A pseudo-reference burst generator comprising: and . 2. A pseudo-standard that includes a reference burst generation circuit that generates a reference burst, and a modulation circuit that modulates and outputs this reference burst, and that is equipped with means for supplying the output signal of the modulation circuit as a test signal to a time division multiple access device.

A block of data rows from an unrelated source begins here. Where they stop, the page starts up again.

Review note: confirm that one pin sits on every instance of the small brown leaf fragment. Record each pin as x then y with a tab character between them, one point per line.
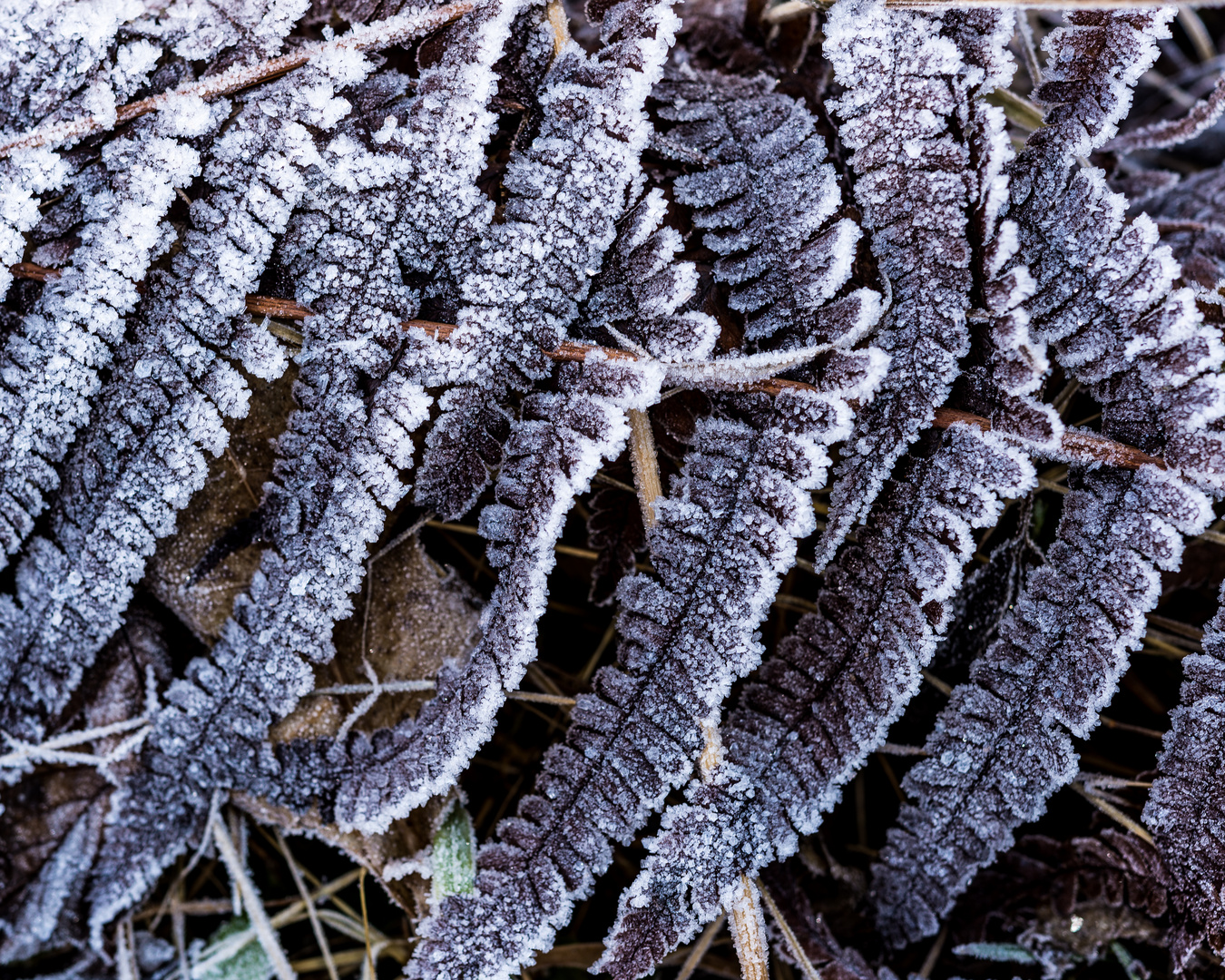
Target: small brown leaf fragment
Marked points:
216	510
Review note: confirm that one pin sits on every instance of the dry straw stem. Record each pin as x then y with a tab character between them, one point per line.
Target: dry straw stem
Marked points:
378	34
701	947
789	936
260	921
1113	812
646	465
1078	446
315	924
749	930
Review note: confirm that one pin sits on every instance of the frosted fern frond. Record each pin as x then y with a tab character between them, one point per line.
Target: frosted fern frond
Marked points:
685	639
1004	744
639	297
1185	804
773	207
49	369
1193	213
524	282
142	456
1104	287
490	254
53	821
908	80
337	473
552	455
1117	325
827	697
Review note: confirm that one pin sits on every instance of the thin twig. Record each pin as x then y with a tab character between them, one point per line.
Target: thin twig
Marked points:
1075	446
259	917
1113	812
646	465
1197	34
365	921
315	924
789	936
933	957
701	947
378	34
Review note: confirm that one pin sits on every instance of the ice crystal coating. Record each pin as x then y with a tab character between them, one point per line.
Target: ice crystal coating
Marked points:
825	701
904	113
49	369
685	639
552	455
1004	744
501	255
524	280
1185	804
1119	328
337	472
772	205
1108	303
143	455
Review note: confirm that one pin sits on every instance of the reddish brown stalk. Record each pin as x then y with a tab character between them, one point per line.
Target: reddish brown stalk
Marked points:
1083	447
380	34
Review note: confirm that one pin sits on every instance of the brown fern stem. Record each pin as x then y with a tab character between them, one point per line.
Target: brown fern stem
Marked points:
380	34
1080	446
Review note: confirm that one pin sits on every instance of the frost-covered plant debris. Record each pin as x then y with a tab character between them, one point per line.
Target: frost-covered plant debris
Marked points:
865	343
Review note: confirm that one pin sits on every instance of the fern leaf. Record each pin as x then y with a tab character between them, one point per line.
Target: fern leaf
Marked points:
51	368
569	189
1185	804
553	454
1004	744
336	478
1104	287
772	207
912	77
685	640
825	701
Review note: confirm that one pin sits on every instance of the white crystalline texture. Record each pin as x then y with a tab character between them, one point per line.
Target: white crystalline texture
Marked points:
527	275
825	701
49	367
52	825
1004	745
636	298
21	177
770	205
337	473
1186	802
552	455
142	456
724	536
908	80
1104	286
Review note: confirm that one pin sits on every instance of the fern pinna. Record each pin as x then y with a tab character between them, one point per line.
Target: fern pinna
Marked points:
739	284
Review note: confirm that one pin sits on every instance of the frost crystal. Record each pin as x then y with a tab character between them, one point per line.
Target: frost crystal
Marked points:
825	701
909	80
685	639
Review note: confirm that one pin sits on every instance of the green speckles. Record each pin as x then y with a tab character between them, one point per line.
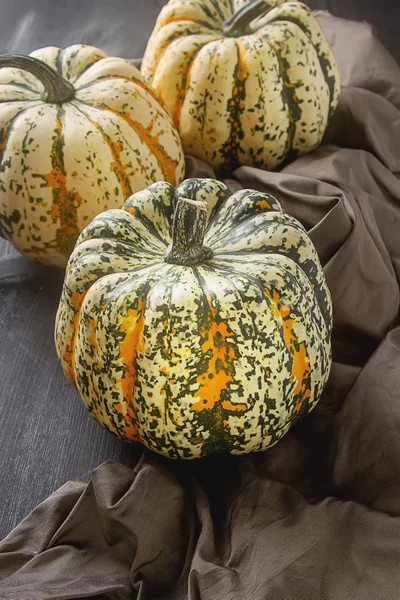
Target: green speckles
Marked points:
221	358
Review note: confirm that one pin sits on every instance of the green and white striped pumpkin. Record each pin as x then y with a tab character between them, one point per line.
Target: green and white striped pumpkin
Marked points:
79	133
248	83
195	321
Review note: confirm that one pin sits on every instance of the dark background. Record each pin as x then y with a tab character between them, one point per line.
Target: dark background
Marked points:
46	435
121	27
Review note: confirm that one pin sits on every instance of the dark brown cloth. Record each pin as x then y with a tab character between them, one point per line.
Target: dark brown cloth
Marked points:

In the burst generation device, the reference burst generation circuit includes means for independently synchronizing and generating a frame pulse signal corresponding to a time division multiple access frame period, frequency dividing means for dividing the frequency of the frame pulse signal, and the frame pulse signal. A standard for outputting a burst gate signal having a reference burst length to the modulation circuit, and outputting a carrier timing recovery code, a unique word, a control channel gate signal indicating a control channel portion, and a symbol address signal for the control channel portion. burst synthesis means; a plurality of storage means for storing patterns and transmission orders of the control channel portions; write control means for changing the contents of the storage means; synchronization signal generation means for outputting a synchronization signal synchronized with a cycle that is an integral multiple of the multiple access frame cycle (provided that it is 1 or more); said one storage means and said other storage means in accordance with said synchronization signal so as to provide said control channel gate signal and said symbol address signal and connect the write input and write address of said other storage means to said write control means. a selection means for selecting one of the storage means; a control means for controlling the output of the one storage means according to the output signal of the frequency dividing means; A pseudo-reference burst generation device comprising means for outputting a logical sum of the controlled output of the one storage means, the carrier timing recovery code and the unique word to the modulation circuit.